Oakhanger Stream is a tributary of the River Slea that lies in Hampshire, England.

==Course==
The source is at Well Head, at the foot of Noar Hill, to the south of Selborne. The initial section towards Selborne is known as the Well Head Stream, the route was diverted in 1894 to provide a supply of water to the village in memory of Gilbert White. At Dorton, on the north side of Selborne, it is joined by the Gracious Street Stream. From Selborne, now known as the Oakhanger Stream, it passes through the village of Oakhanger then skirts the east side of Shortheath Common and on towards Kingsley Mill where it joins with the Kingsley Stream to form the River Slea.

==Watermills==
There were, at least, two corn mills on the Oakhanger Stream, the Old Mill in Selborne, a Grade II listed building now used as a private residence, and Dorton Mill, midway between Selborne and Oakhanger, of which no trace is now visible.

==Water quality==
The Environment Agency measure water quality of the river systems in England. Each is given an overall ecological status, which may be one of five levels: high, good, moderate, poor and bad. There are several components that are used to determine this, including biological status, which looks at the quantity and varieties of invertebrates, angiosperms and fish. Chemical status, which compares the concentrations of various chemicals against known safe concentrations, is rated good or fail.
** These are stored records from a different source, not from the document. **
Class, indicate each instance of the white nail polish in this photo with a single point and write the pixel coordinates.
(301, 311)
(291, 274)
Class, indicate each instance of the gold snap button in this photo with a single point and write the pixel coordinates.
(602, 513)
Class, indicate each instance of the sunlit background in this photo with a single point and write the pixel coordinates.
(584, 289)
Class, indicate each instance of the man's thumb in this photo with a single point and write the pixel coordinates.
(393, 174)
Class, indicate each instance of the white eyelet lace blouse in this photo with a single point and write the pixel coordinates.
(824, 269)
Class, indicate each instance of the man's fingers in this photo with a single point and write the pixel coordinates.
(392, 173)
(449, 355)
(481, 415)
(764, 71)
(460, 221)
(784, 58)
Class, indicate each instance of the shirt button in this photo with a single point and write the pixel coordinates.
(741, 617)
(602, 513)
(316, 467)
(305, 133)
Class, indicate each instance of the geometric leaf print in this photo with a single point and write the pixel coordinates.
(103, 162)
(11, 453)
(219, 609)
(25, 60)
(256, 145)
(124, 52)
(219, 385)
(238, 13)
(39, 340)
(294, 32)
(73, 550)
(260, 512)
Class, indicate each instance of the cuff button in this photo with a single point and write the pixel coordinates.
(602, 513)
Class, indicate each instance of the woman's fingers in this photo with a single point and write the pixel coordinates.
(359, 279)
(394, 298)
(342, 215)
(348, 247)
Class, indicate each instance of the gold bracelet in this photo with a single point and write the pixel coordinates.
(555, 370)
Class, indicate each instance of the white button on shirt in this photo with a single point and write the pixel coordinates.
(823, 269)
The water quality of the Oakhanger Stream was as follows in 2019:

| Section | Ecological Status | Chemical Status | Overall Status | Length | Catchment | Channel |
|---|---|---|---|---|---|---|
| Oakhanger Stream | Poor | Fail | Poor | 8.343 km (5.184 mi) | 18.703 km^{2} (7.221 sq mi) |  |

The reasons for not reaching good status is due to agricultural and waste water pollution.